The Name Game March 4, 2012 Second Sunday of Lent, Year B Genesis 17.1-16


            Names matter. “What's in a name?” Shakespeare’s heroine Juliet famously asks, musing that,  “that which we call a rose/By any other name would smell as sweet.” It wouldn’t, however, cause you to wind up dead in a tomb next to your suicidal boyfriend. Indeed, at about the same time Shakespeare was writing his history cycle on the Wars of the Roses, proving that whether a flower is red or white, and whether a name is York or Lancaster, can matter a great deal.
            Names matter. “What’s my name?” Muhammad Ali repeatedly shouted while pounding Ernie Terrell, an opponent who had refused to recognize Ali’s conversion to the Nation of Islam and insisted on using the boxer’s “slave name,” Cassius Clay.
            Names matter. The New York Times reports that expectant parents almost immediately Google prospective monikers to make sure they don’t dub their babies anything too common, too weird, or too redolent of a stripper, a loser, or a serial killer. An iPhone app called “kick to pick” lets mom and dad narrow it down to the top two, then hold the phone over the womb as each name alternates on the screen. The device locks in whichever title is up when the infant kicks.

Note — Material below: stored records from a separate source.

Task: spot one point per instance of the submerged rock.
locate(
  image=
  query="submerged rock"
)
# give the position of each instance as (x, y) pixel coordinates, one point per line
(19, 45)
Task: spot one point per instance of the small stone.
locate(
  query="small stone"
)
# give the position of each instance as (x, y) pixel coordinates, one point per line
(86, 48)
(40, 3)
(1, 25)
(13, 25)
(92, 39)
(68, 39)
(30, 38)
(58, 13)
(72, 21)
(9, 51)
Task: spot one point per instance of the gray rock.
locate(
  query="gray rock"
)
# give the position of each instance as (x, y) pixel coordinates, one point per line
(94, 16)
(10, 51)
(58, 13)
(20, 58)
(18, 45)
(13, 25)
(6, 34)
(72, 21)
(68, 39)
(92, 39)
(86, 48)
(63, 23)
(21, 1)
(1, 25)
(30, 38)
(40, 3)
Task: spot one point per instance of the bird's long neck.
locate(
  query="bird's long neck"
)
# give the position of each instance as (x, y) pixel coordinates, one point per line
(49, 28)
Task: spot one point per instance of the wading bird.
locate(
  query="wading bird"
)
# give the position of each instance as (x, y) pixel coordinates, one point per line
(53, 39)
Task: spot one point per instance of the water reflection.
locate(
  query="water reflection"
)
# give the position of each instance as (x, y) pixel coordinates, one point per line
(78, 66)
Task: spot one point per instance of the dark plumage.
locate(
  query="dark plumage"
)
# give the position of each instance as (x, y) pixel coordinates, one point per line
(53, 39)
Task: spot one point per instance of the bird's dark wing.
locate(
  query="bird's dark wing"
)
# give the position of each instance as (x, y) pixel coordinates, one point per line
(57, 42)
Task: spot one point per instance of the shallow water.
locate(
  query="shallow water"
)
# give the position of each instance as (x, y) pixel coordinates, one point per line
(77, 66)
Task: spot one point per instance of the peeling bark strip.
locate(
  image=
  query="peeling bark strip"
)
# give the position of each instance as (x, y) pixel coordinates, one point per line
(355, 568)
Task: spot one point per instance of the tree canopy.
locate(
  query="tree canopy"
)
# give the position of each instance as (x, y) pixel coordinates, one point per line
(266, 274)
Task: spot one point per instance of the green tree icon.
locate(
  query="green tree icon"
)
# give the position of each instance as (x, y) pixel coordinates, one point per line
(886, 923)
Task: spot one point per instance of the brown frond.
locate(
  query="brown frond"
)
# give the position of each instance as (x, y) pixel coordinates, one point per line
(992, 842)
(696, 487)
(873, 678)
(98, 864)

            Names matter. God claims the right to change “Abram” to “Abraham” and “Sarai” to “Sarah.” There’s not a lot of difference there. The family didn’t even have to get new monograms on its hand towels. It boils down to going from Will to William or Brittney to Britney. The point is not the name but the Namer: God asserts relationship and enacts a new era. Abraham and Sarah both crack up, and their fit of the giggles indicates their amusement at the notion that a switch in titles could reverse the march of time: That which we call a geriatric couple/By any other name would still be way past this sort of thing.
            But names matter. Our words describe, but God’s words create. When fully owned by the Almighty, Abraham and Sarah become conduits for the Lord’s truth. “He that hath an ear,” declares the Lord in Revelation 2.17, “let him hear what the Spirit saith unto the churches; To him that overcometh will I give to eat of the hidden manna, and will give him a white stone, and in the stone a new name written, which no man knoweth saving he that receiveth it.”
            The new name Christ offers means that our Lenten sojourn never lasts past our spiritual prime, and that the promise of Easter means we can laugh our heads off at the absurdity of the truth: That our God makes all things new.